Benjamin
Franklin,1759
“Those who would give up Essential Liberty
to purchase a little Temporary Safety, deserve neither Liberty nor Safety.”
–Ben Franklin
"Uniting and Strengthening America by
Providing Appropriate Tools Required to Intercept and Obstruct Terrorism Act of
2001" is the official name of the USA PATRIOT ACT, or simply Patriot
Act. This was the first in a series of laws in response to the attacks of 9/11
that sought to enhance the security of the United States in the face of
increased threats from international and domestic terrorism. In seeking to
increase security, there was a necessary sacrifice of freedoms and liberties,
and it is this trade-off that has been at the heart of the vociferous debate
about this bill, and related (and even more extreme) laws that have been passed
subsequently.
"Live
Free or Die" might be a romantic mantra (and the motto of the State of New
Hampshire) but Congress, and judging from polls and the lack of concerted
protest to these laws, most Americans, would rather live and give up some
"unalienable" rights to secure their safety. With the Patriot Act,
and its subsequent renewals and amendments, US law enforcement and government
agencies gained sweeping new powers over Americans and their lives and
information.
Discussions
of these new powers are numerous, and I will not reiterate them here. The main
point is not the use of such powers to identify and stop "the bad
guys." The dangers of giving
government, law enforcement, and the military such power is the possibility,
and, given the historical record, near certainty, that these powers will be
abused and used against law abiding citizens to control them. That is why
the US Constitution instigated a separation of powers, produced a Bill of
Rights, and many of the founders were frankly paranoid about any power handed
to governments.
The
Patriot Act was the first stone tossed in an avalanche of security laws that
have already led to abuses, been challenged as unconstitutional, and which,
many argue, are antithetical to the ethos and founding philosophy of the
nation.
Habeas corpus
This
ancient term (dating back in English common law to at least 1305), from the
Latin for "you may have your body",
is a legal action through which a prisoner/detainee can be released from
"unlawful" detention. Typically this would mean detention/arrest that
lacks sufficient evidence/cause. It is one of the most basic of human rights,
and one of the first to go when governments become tyrannical. Throwing
"problematic" people into a dungeon is the most effective way to
silence them and remove their threat to the ruling powers, short of killing
them outright (see below for how this is now also on the American radar).
In
a nutshell, "a writ of habeas corpus"
means you can't get tossed in jail without evidence or trial or appeal for
release. Proponents of "indefinite
detention" of suspected terrorists argue that the US Constitution does
not specifically grant the right of Habeas corpus, but merely outlines the
extreme case when the Congress is permitted to restrict it.
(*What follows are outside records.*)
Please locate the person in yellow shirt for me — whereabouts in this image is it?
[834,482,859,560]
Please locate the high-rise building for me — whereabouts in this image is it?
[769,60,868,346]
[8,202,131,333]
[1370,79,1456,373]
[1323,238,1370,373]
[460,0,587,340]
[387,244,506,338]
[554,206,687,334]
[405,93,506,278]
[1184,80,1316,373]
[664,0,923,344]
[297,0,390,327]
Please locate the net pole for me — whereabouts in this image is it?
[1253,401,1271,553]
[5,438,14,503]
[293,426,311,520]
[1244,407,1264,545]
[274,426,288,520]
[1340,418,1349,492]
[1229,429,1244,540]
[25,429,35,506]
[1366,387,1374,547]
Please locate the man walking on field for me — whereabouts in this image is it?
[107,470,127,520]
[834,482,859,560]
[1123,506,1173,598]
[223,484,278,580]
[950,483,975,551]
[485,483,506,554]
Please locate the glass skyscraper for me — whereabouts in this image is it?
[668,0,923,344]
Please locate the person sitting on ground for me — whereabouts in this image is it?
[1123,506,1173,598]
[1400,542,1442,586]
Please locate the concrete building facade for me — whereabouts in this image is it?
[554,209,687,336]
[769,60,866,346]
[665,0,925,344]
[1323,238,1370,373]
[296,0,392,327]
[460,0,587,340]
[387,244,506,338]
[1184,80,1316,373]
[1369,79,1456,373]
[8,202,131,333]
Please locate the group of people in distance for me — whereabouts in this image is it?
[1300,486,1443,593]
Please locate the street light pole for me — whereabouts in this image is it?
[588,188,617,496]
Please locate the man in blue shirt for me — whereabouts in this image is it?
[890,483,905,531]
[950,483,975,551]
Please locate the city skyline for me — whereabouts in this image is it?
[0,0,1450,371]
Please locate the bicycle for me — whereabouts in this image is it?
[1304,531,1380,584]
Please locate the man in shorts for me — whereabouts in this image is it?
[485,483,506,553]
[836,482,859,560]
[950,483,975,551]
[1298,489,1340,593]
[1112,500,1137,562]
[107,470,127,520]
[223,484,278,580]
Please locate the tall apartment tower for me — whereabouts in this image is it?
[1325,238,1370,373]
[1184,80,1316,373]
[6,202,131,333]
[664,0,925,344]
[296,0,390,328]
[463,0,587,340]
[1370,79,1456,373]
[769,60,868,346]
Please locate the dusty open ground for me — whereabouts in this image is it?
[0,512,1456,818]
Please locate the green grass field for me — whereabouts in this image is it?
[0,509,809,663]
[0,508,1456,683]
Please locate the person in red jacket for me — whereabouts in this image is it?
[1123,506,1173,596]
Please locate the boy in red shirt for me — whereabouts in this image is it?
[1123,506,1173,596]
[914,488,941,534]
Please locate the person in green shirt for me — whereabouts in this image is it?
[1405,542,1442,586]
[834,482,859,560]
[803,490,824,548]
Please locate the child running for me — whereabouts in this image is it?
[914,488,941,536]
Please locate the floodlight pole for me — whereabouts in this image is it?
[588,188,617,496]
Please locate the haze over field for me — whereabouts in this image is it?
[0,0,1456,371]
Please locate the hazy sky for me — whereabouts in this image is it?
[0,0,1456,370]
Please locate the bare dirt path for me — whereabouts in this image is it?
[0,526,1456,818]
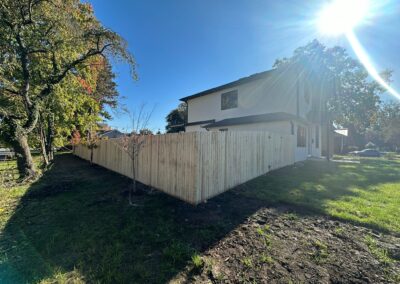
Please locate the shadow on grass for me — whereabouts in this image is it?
[241,156,400,235]
[0,155,400,283]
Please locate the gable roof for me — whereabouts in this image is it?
[180,69,276,102]
[203,112,306,128]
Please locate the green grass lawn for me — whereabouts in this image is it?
[0,154,400,283]
[243,158,400,233]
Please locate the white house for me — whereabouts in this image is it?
[181,61,333,161]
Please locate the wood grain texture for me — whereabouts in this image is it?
[74,131,295,204]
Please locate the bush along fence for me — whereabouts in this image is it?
[74,131,295,204]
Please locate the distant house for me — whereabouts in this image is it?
[181,64,334,161]
[98,129,125,139]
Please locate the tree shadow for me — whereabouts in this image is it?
[0,155,400,283]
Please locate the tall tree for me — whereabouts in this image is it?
[367,101,400,151]
[165,103,187,133]
[0,0,135,177]
[274,40,391,146]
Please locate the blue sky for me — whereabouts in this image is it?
[90,0,400,131]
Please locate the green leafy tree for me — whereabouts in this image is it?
[0,0,135,177]
[367,101,400,151]
[274,40,391,146]
[165,103,187,133]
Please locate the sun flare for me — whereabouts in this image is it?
[317,0,370,36]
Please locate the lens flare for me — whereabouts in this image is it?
[317,0,371,36]
[346,31,400,100]
[316,0,400,100]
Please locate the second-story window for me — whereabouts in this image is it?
[221,90,238,110]
[297,125,307,147]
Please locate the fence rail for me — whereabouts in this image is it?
[74,131,295,204]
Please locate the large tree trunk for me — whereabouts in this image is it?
[12,134,36,178]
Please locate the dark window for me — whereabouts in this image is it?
[221,90,238,110]
[297,126,306,147]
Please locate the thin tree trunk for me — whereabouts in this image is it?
[47,114,54,161]
[12,134,36,178]
[39,122,49,166]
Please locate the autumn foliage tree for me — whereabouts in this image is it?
[0,0,135,177]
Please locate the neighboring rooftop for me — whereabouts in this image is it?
[203,112,304,128]
[180,69,275,102]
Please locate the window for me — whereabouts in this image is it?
[221,90,238,110]
[315,126,319,148]
[297,126,306,147]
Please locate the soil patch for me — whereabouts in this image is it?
[171,205,400,283]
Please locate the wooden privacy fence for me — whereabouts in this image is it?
[74,131,295,204]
This is based on
the "Suspension Clause" of
Article I, which states that:
"The Privilege of the Writ of
Habeas Corpus shall not be suspended, unless when in Cases of Rebellion or
Invasion the public Safety may require it."
Interestingly,
in this over 200 year-old provision, we see the very conflict of rights and
security we face today. As many have noted, the US Constitution is a "war
constitution" in many ways, written under threat of violence and
understanding the nature of rebellion. This clause essentially states that if
the nation is invaded or there is a rebellion (as in the Civil War),
Congress can throw out this right, which is essentially what it has done
in such situations, and likely would be expected to do in general under such
duress.
The
question facing us now is this: Do we
consider the threat of terrorism as "activating" this clause? Are
potential terrorists in our midsts equivalent to a "rebellion" or
"invasion"?
Some
obviously consider the answer to this "yes." Various laws, including
the Patriot Act and others, have been interpreted by many to mean that they
restrict the right of habeas corpus, and allow indefinite detention without due
process. But these laws do not expressly suspend the writ. As per Wikipedia (the October 2013 version of
the entry, anyway):
"Regardless of whether the writ is positively
guaranteed by the constitution, habeas corpus was first established by statute
in the Judiciary Act of 1789. However, in the cases of Immigration and
Naturalization Service v. St. Cyr (2001),[2] and Boumediene v. Bush (2008)[3]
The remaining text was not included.